I wanted to get to know him.

After all, I’ve got a collection of matchbooks in a goldfish bowl and a few old pens I really enjoy using.  A book full of William Faulkner short stories. I don’t share that knowledge with just anybody.

We started talking. He used to work in the oilfield.  We both had worked offshore.

The floodgates opened

Mind you, he’s on the clock and I’m paying. He’s got more time than I have money.  He can paint later.  .

If you don’t know, oilfield hands are a special breed.  We’re members of the same club.  We’ve been there.  We share stories no one else can understand.  We have a language of our own.  Spinning chains, catheads, blocks and swivels, slips and elevators, tongs and subs.  It’s a world we know.  We’ve put our hands on cold steel and bored holes in the ground.

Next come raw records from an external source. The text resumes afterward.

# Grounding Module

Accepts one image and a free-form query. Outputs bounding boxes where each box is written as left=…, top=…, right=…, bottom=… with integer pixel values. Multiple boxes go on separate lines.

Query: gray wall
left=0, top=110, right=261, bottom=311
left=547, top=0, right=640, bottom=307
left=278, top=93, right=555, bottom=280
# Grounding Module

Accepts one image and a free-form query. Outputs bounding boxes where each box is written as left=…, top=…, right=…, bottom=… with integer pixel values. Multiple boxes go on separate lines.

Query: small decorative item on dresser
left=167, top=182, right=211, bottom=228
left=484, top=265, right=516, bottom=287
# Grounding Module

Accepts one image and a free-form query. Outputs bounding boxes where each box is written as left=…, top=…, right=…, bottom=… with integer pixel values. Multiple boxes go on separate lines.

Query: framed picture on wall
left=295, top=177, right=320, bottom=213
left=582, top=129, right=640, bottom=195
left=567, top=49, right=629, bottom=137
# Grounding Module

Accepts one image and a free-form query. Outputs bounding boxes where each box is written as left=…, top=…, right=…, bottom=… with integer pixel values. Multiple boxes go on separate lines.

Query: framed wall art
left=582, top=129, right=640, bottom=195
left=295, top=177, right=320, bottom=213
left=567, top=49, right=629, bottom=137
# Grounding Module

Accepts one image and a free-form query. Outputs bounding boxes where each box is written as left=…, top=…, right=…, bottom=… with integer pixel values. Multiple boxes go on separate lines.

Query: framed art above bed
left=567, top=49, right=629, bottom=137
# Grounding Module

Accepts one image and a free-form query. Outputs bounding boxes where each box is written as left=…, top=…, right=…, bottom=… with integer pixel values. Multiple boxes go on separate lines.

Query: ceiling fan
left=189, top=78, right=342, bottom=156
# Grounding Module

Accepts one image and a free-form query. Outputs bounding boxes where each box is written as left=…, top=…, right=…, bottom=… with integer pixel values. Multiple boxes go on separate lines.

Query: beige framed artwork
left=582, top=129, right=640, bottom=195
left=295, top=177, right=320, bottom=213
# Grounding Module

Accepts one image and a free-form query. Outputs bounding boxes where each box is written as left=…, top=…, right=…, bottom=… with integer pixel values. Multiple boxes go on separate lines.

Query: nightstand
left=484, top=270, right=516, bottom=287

Cops talk to cops, doctors talk to doctors and lawyers talk to lawyers.  Every occupation is its own barometer.

He and I shared a world of hard hats, steel toed boots, crazy tool pushers and wild drillers.

I went to college to get away from the oil rigs.  That’s what my Dad wanted for me.  But, he made a roughneck out of me anyhow.  I spent twenty years wearing a tie every day.

When I hit fifty-five, I went back.  Just wanted to smell the diesel, get a bit of drilling mud on me,  listen to the brake squeal and watch three or four miles of pipe turning to the right.

My painter said he would go back in a heart beat.  He said, “I miss it every day.”

I agree.  It’s in my blood.

I’ve always wondered why I was a bit different than most other people.  I think it’s my time spent on drilling rigs.  I think it’s good and bad.  Working ninety feet in the air, hanging by a safety line, pulling pipe back in the derrick changes a young man.  Working twelve hours a day and you can’t go home at the end of a shift changes a young man.

Not to say we’re different than any other occupation. The guys in the military, the doctors, the cops, even the lawyers,  they say the same.

They are brothers in the job.  Old Roughnecks are brothers on a rig.